Researchers perform simple calculations by projecting light patterns through a translucent cube

McMaster researchers have developed a simple and highly innovative computer form by projecting shadows and patterned lights across the different facets of a polymer cube and by reading the combined results that in turn result.

The material contained in the cube reads and reacts intuitively to light in the same way that a plant would turn to the sun or that a cuttlefish would change the color of its skin.

The researchers are graduate students in chemistry under the direction of Kalaichelvi Saravanamuttu, badociate professor of chemistry and chemical biology, whose lab focuses on ideas inspired by natural biological systems.

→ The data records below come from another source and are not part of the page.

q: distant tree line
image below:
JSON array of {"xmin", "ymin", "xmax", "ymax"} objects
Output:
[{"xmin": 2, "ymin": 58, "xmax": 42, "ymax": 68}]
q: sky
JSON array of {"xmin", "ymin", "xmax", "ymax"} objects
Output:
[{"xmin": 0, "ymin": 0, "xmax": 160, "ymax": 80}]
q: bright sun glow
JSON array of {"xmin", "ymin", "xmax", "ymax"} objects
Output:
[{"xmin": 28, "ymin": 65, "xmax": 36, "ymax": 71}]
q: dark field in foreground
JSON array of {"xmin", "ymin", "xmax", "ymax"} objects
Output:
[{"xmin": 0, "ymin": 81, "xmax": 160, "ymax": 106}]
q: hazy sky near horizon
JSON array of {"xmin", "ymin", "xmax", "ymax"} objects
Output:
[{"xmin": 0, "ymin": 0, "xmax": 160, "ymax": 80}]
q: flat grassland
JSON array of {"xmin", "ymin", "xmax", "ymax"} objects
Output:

The researchers were able to use their new process to perform simple addition and subtraction questions.

"These are autonomous materials that respond to stimuli and perform intelligent operations," says Saravanamuttu. "We are very happy to be able to add and subtract in this way, and we are thinking of ways to perform other computing functions."

The work of the researchers, published today in the journal Nature Communications, represents a brand new form of computer science, promises a complex and useful function to imagine, possibly organized according to the structures of neural networks.

The computer form is very localized, does not require any source of energy and functions completely in the visible spectrum.

The technology is part of a branch of chemistry called nonlinear dynamics and uses materials designed and manufactured to produce specific reactions to light.

A researcher radiates light strips superimposed on the top and sides of a tiny showcase containing the amber colored polymer, itself about the size of a dice used in a board game. The polymer starts as a liquid and turns into a gel in response to light.

A neutral carrier beam pbades through the cube from behind to a camera that reads the results, as refracted by the cube material, whose components spontaneously form into thousands of filaments that react to patterns of light to produce pattern dimension that expresses the result.

"We do not want to compete with existing IT technologies," says Fariha Mahmood, co-author, MSc student in chemistry. "We are trying to build materials with smarter and more sophisticated responses."